Warning

This is as a Lab Notebook which describes how to solve a specific problem at a specific time. Please keep this in mind as you read and use the content. Please pay close attention to the date, version information and other details.

Using PyTorch (and friends) on OnDemand

This documentation shows two techniques for accessing PyTorch in a Jupyter notebook on the HPCC and is oriented towards shared, class usage. The first assumes that there is no shared "research" space that all participants can access and is ready to go as is. The second requires a shared research space (using $RESEARCH_SPACE as a placeholder) that participants are added to, and requires a one-time setup (see the Appendix).

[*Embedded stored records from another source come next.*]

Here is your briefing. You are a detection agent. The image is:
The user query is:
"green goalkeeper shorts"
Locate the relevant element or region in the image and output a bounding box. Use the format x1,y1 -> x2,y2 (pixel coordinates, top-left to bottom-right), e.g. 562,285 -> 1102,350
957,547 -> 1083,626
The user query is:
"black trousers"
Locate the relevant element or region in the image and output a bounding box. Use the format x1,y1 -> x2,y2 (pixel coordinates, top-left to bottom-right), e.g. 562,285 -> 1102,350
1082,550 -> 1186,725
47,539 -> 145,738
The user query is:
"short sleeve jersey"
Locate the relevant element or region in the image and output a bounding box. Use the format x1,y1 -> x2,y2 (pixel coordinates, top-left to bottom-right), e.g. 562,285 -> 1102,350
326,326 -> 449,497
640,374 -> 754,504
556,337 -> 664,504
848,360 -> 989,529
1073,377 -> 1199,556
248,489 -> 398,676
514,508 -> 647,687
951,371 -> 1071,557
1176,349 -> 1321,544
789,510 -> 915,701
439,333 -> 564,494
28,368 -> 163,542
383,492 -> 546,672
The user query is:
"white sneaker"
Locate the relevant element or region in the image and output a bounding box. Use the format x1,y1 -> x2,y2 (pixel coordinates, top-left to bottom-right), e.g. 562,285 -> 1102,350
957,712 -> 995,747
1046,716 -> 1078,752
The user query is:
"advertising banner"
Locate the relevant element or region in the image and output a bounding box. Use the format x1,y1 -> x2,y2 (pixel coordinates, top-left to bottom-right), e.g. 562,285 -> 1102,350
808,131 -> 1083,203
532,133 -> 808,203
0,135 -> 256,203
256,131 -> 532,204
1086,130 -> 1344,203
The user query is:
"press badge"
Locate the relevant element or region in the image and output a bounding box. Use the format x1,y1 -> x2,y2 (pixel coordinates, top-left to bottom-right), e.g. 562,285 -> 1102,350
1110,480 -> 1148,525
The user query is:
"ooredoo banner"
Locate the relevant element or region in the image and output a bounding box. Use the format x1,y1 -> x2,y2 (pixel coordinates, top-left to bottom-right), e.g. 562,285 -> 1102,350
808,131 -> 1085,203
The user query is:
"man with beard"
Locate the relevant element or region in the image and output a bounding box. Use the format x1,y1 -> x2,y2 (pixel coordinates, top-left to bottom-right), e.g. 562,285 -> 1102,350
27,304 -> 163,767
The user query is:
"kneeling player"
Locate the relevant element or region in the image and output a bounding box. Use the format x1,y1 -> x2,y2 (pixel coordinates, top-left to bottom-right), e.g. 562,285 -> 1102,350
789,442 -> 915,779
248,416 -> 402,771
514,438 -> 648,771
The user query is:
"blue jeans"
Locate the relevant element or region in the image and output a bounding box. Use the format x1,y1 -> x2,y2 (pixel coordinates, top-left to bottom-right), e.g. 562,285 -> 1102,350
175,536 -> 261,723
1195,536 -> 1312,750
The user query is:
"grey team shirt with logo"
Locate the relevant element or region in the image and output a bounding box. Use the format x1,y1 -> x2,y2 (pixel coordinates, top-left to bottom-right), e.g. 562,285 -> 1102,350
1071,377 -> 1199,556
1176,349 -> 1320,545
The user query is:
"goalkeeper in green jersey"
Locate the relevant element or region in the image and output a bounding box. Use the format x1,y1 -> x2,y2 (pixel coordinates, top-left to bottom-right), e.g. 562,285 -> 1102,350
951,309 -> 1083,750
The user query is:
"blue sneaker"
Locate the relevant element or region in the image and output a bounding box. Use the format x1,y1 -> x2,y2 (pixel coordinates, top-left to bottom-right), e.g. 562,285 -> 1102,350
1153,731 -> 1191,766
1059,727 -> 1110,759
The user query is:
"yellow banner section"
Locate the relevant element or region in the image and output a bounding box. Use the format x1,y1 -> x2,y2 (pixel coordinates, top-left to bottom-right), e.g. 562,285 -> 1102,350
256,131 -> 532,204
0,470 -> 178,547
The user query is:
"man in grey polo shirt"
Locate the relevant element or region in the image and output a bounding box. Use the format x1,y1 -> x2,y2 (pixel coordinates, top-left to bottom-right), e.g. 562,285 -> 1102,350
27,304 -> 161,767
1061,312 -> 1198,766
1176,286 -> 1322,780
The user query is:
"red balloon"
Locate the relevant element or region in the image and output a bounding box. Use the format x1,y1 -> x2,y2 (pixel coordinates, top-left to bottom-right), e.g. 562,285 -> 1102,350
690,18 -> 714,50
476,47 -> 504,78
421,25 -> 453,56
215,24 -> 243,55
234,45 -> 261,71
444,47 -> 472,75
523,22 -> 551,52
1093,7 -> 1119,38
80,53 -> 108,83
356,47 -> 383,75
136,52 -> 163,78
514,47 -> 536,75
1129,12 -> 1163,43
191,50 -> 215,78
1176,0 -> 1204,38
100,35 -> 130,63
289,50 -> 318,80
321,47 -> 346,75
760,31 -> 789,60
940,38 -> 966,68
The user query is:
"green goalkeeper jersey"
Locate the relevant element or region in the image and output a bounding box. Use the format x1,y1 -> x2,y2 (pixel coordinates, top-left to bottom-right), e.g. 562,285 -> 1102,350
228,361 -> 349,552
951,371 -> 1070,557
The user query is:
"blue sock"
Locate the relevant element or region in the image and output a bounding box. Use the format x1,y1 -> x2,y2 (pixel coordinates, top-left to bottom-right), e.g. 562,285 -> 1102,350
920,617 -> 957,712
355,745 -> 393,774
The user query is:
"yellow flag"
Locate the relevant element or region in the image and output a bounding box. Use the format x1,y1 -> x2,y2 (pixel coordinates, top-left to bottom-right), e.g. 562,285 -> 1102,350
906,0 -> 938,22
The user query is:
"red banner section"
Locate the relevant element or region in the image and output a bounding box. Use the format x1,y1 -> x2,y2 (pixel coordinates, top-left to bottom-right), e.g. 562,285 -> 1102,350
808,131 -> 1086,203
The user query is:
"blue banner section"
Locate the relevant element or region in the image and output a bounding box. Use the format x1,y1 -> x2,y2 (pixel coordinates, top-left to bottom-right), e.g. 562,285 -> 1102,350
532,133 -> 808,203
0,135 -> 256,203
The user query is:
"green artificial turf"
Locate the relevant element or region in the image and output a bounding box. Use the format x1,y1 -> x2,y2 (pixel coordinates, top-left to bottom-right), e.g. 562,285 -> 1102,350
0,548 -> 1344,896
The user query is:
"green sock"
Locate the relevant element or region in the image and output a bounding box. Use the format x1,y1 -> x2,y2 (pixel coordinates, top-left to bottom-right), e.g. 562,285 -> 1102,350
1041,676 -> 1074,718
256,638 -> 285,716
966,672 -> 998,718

Option 1: Using the HPCC module system

Start your OnDemand session

Log into OnDemand.
Click the "Interactive Apps" dropdown and choose "Jupyter".
Select the desired "Number of hours", "Number of cores per task", and "Amount of memory". The following are suggested values to mimic a laptop (or to use a small slice of the Data Machine if that is desired):
- Number of hours: 1
- Number of cores per task: 4
- Amount of memory: 18GB
Leave the JupyterLab box checked.
Choose the "Default" location for "Jupyter Location".

(Optional) Using the Data Machine

If you would like to use the Data Machine (optionally, with a GPU), follow these steps

Click the "Advanced Options" checkbox.
(Optional) Under "Number of GPUs", enter a100_slice to get a Data Machine GPU slice.
Under "SLURM Account" enter data-machine.

Click "Launch" at the bottom. Your request will queue, and when ready, the "job card" will change to show a button that says "Connect to Jupyter". Click this button to access your Jupyter session.

Load additional software modules

Do this before opening a Jupyter notebook

Make sure to follow these steps before you open a Jupyter notebook. Otherwise, they will not take affect until you restart the notebook's kernel.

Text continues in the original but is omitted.